The first point for improvement from Sir Peter Gluckman’s seminar “Can Transforming Science Transform New Zealand?” is a case of collaboration vs. competition. NZ has the most competitive science funding system in the world via too many funding avenues and far too many institutions.
Basically too many people are competing over not enough money, which has reduced scientists to begging and caused the destruction of logical career progressions in science in NZ (and the departure of top scientists overseas). In a country as small as ours, there will always be competition over funding, and so we must look for ways to maximise benefit from what we’ve got.
Sir Peter believes one answer lies in collaboration. He argues that it is hard to share knowledge in a system with so much individual and institutional competition. Individual competition comes about largely because of PBRF funding, while there are over 20 Institutions in NZ in which "RST is a matter of survival not a matter of national interest." Surely collaborating more, both domestically and internationally would give rise to more innovation. We need a new approach – we need to become an exporter of ideas, similar to countries of our size like Singapore, Denmark, Finland, and Israel who are capable of taking ideas to scale through collaboration.

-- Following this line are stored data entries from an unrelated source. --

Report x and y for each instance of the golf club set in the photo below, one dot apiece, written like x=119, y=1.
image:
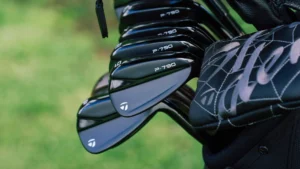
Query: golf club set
x=161, y=48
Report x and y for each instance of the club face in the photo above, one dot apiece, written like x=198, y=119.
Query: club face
x=140, y=90
x=154, y=47
x=100, y=127
x=194, y=11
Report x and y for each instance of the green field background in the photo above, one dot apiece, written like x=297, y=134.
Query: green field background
x=51, y=54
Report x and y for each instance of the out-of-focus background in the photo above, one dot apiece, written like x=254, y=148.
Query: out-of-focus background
x=51, y=54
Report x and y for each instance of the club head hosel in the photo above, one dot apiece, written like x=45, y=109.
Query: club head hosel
x=213, y=23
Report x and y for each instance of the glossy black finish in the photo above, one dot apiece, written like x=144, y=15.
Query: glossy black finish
x=155, y=46
x=155, y=3
x=220, y=10
x=138, y=12
x=200, y=36
x=141, y=90
x=101, y=86
x=100, y=127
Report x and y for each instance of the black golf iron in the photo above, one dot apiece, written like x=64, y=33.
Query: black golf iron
x=100, y=127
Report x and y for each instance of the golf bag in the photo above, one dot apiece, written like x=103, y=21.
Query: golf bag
x=244, y=111
x=248, y=99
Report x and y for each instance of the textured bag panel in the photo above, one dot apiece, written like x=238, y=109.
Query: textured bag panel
x=249, y=79
x=294, y=155
x=274, y=12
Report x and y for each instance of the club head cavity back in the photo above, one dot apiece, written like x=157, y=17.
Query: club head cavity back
x=138, y=12
x=199, y=34
x=133, y=91
x=100, y=127
x=121, y=4
x=153, y=47
x=101, y=86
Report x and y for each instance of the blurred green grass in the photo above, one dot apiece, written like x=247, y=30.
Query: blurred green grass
x=51, y=56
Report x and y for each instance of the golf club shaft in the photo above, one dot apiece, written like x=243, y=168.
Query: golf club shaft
x=220, y=10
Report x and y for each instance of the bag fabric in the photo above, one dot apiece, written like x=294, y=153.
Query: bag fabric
x=248, y=80
x=265, y=14
x=274, y=144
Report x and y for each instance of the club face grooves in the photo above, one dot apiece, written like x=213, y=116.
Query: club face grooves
x=103, y=136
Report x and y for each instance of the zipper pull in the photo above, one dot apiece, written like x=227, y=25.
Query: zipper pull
x=101, y=18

NZ is in an excellent place to do this for a number of reasons:
- We have a good reputation
- A good education system
- A practical economic base
- Strength in other sectors (like the Trade, Manufacturing and Service sectors)
- We are close to a growing Asia
- And we are small (which is an asset contrary to popular belief)
I believe the problem NZ will have is that we will struggle to let our ideas go: we like the idea of Kiwi people in Kiwi jobs (blogged about here). NZ has made excuses in the past about being too far away from its markets. The biggest market is becoming closer by the day, and I believe the growth of and collaboration with Asia could have a huge impact on NZ – if we choose to grasp it. The old adage of 50% of something large vs. 100% of something small certainly rings true in this instance.